Uma mulher foi condenada por desviar cerca de 346.000 euros das contas de uma idosa de quem cuidava, num caso que expõe fragilidades na proteção de pessoas vulneráveis. De acordo com o canal de televisão britânico Sky News, a arguida terá assumido o controlo das finanças da vítima durante a pandemia, utilizando o dinheiro para fins pessoais ao longo de vários meses.
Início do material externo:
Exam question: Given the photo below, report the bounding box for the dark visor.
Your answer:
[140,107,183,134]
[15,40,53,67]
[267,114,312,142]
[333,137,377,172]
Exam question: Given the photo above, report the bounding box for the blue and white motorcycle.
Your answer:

O caso ganhou contornos mais graves quando se percebeu a dimensão dos valores envolvidos e o impacto emocional causado na família da vítima, que só mais tarde se apercebeu da situação. Segundo a mesma fonte, a idosa acabou por ficar progressivamente afastada dos seus familiares, numa fase particularmente sensível marcada pela pandemia.
Isolamento abriu caminho ao controlo
Durante esse período, a mulher aproximou-se da idosa e assumiu responsabilidades no seu dia a dia, criando uma relação de confiança que lhe permitiu aceder a informações sensíveis. Escreve a estação televisiva que esse processo foi gradual, sendo apresentado como um gesto de ajuda numa altura em que os contactos sociais estavam limitados.
Com o tempo, esse acesso transformou-se em controlo direto das contas bancárias, permitindo transferências e levantamentos sem supervisão. A idosa acabou por confiar plenamente na cuidadora, desconhecendo o uso indevido dos seus recursos financeiros.
Dinheiro usado em benefício próprio
Os montantes retirados foram utilizados para despesas pessoais que nada tinham a ver com o bem-estar da vítima. Refere a mesma fonte que parte significativa do dinheiro foi aplicada em procedimentos estéticos, aquisição de bens e investimentos imobiliários.
Entre os gastos identificados estão tratamentos, como Botox, a compra de um automóvel e a aquisição de propriedades, evidenciando um padrão de utilização voltado para benefício exclusivo da arguida. Estas despesas foram realizadas ao longo do tempo, dificultando uma deteção imediata.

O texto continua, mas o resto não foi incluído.